Recruiters are always pulling this "let's be edgy and relevant crap." It's two extremes, Googlers with the "Prove that you're smart enough for us!" and Microsoftees with the "You're sooooo smart, you should apply here!" (Actually, "Hey, Genius!" Oddly enough, once you've put in your paperwork the hiring processes are exactly the same.

This is the kind of crap that gets freshmen excited, but no one else is going to stop doing real work.


What is with TC constantly offering up its t-shirts as petty tributes? Who the hell actually wants one?


Or maybe MIT students don't want to work at Google.


As far as I can see from the outside, Google is much like any other Java/Web 2.0 cube farm: miserable salt-mine drudgery - though with above-average pay, plush armchairs, and free lunches.

Here is what one notable Google escapee had to say after doing his time:

"The interchangeable component model of software engineers seemed to work reasonably well there. It's just not a business model in which I wish to be involved, at least not on the component-provider side. So after a year at Google I quit and returned to JPL."

- Erann Gat: "Lisping at JPL"

(http://www.flownet.com/gat/jpl-lisp.html)

If you have any creativity in you, being a fungible cog will always suck. Don't let anyone convince you otherwise.


Maybe the best at MIT don't feel like being the new kids at a club full of Standford alumni.


TechCrunch assumes the answer is a phone number. But maybe you're on to something. And the answer is something like "QUIT MIT JOIN STANFORD".

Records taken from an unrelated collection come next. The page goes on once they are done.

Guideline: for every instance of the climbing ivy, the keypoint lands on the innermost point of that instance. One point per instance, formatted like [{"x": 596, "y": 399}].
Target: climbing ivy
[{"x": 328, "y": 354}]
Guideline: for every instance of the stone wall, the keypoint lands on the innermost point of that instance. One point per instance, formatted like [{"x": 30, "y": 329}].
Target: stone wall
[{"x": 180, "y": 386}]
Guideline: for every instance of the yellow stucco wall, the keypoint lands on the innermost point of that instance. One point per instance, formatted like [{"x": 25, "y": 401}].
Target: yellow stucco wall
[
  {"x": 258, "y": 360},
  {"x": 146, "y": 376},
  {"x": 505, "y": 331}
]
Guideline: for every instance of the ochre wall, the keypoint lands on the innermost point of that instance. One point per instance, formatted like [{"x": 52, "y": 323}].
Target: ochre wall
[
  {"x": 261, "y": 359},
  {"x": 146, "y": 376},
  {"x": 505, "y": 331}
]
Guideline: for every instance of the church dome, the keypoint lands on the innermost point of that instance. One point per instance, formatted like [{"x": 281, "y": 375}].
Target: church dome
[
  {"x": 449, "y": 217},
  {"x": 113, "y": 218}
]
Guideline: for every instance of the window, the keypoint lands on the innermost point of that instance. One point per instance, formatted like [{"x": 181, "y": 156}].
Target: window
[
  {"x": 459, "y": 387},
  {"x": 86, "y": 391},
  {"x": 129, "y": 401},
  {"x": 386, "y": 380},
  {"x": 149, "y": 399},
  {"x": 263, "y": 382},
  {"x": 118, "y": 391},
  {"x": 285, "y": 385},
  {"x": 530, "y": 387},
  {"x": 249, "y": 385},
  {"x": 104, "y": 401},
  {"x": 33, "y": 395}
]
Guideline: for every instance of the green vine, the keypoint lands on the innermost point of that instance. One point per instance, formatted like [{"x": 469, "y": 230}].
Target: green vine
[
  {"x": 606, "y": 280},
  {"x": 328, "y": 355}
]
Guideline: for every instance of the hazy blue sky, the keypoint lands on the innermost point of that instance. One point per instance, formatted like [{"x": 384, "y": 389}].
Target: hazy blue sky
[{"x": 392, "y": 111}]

You have to wonder whether the CS faculty at Stanford, MIT, et al are thrilled or disappointed with the perception that they've become a pipeline for 9-5 coders (even if it is google).


Here's the solution if you are interested:

"Congratulations Keep Seaching or call 617-639-0570 x10"

Here's the mapping of the solution:

0123456789ABCDEFGHIJKLMNOPQRSTUVWXYZ

456789ABCDE2FGHIJKL0MNOP1QRS3TUVWXYZ

Here's how you solve it if you are interested:

1) Pick out CONGRATULATIONS

The mapping is pretty straight forward with some gaps in the letters and some ambiguities.

2) Among the ambiguities are the letters J,O,B,S which map to 0,1,2,3

3) That resolves the ambiguities and the resulting map above is the logical result.


617-274-8660

If that's the correct answer (which according to a TechCrunch commenter, with working showed, it is), it's not Google. There's a voicemail system saying something along the lines of "Congratulations on solving the second, harder puzzle. Unfortunately, we're not Google, but leave your name and number - you won't regret it."


Looks like the banner is haning inside the athletic center/hockey rink, your ad placement is all wrong. It's should be in 36-100 or something.